Most Clockspring deployments are on-prem. That means firewalls and network boundaries matter, especially when integrating with external systems.


This article explains what to consider for both outbound and inbound connectivity without diving into processor-level configuration.


Outbound Network Access (Most Common)

Most integrations require Clockspring to initiate outbound connections.


Examples:

  • Calling external APIs

  • Pushing data to SaaS platforms

  • Downloading files

Things to confirm early

  • Which hosts and ports must be reachable

  • Whether outbound traffic is restricted

  • Whether a proxy is required

  • Whether TLS inspection is in place


A flow that works in dev but fails in prod is often blocked by outbound firewall rules.


Proxies and Restricted Networks

In locked-down environments:

  • Direct outbound access may be blocked

  • HTTPS may be intercepted or inspected

  • Proxies may be mandatory

Plan for:

  • Explicit proxy configuration

  • Certificate trust changes due to inspection

  • Different behavior between environments


Do not assume outbound HTTPS is allowed.


Inbound Connectivity Is a Different Problem

Inbound integrations introduce more risk and complexity.


Examples:

  • External services pushing data into Clockspring

  • Webhooks

  • Partner callbacks


This requires deliberate design. Simply opening ports is rarely acceptable.

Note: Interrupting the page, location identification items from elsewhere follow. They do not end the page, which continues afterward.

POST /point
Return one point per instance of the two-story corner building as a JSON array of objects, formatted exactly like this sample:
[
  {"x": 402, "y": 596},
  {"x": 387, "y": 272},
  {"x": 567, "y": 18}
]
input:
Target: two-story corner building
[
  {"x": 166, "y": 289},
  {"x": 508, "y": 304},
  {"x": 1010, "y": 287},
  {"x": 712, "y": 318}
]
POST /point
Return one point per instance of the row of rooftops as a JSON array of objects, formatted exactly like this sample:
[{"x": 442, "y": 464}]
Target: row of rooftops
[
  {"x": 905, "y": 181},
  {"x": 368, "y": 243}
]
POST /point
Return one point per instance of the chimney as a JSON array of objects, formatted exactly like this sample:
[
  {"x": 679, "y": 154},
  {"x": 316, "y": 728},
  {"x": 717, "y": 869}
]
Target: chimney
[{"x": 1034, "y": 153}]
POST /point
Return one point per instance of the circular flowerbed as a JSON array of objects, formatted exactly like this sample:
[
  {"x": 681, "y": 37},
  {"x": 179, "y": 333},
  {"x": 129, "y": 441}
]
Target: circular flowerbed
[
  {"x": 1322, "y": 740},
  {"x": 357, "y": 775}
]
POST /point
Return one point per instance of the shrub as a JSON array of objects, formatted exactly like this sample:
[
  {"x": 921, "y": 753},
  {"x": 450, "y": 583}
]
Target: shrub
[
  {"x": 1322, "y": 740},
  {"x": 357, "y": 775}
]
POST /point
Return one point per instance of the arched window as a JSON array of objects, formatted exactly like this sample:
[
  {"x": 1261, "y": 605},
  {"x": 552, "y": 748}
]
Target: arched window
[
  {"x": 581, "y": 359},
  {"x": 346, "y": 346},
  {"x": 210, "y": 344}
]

Recommended Pattern for Inbound Data on Prem

The most common and safest approach:


1. Place a Clockspring node in the DMZ

  • Dedicated to receiving inbound traffic

  • Limited scope and permissions

  • Ideally protected with mTLS


This node does not run your full internal flows.


2. Terminate inbound traffic securely


Options include:

  • mTLS for strong authentication

  • IP allowlists

  • Narrow, purpose-built endpoints

Avoid anonymous inbound endpoints whenever possible.


3. Hand off data to the internal environment

The DMZ node should pass data inward using controlled mechanisms, such as:

  • Writing to a database

  • Dropping files to object storage (e.g., S3-compatible)

  • Writing to a message queue

Internal Clockspring nodes then pull the data rather than accepting inbound connections.


Why This Pattern Works

  • Reduces attack surface

  • Keeps internal nodes off the public edge

  • Aligns with common enterprise security models

  • Makes firewall rules explicit and auditable

This is almost always easier to get approved by security teams.


Things to Decide Up Front

Before building inbound flows, answer:

  • Who initiates the connection

  • Where termination happens

  • How data crosses security zones

  • How authentication is enforced

  • How failures are handled

These decisions are architectural, not processor-specific.


Summary

For on-prem Clockspring deployments:

  • Outbound access must be planned and approved

  • Inbound access requires deliberate security design

  • A DMZ ingestion node with secure handoff is the recommended pattern


Think about network boundaries early. Retrofitting firewall rules later is painful.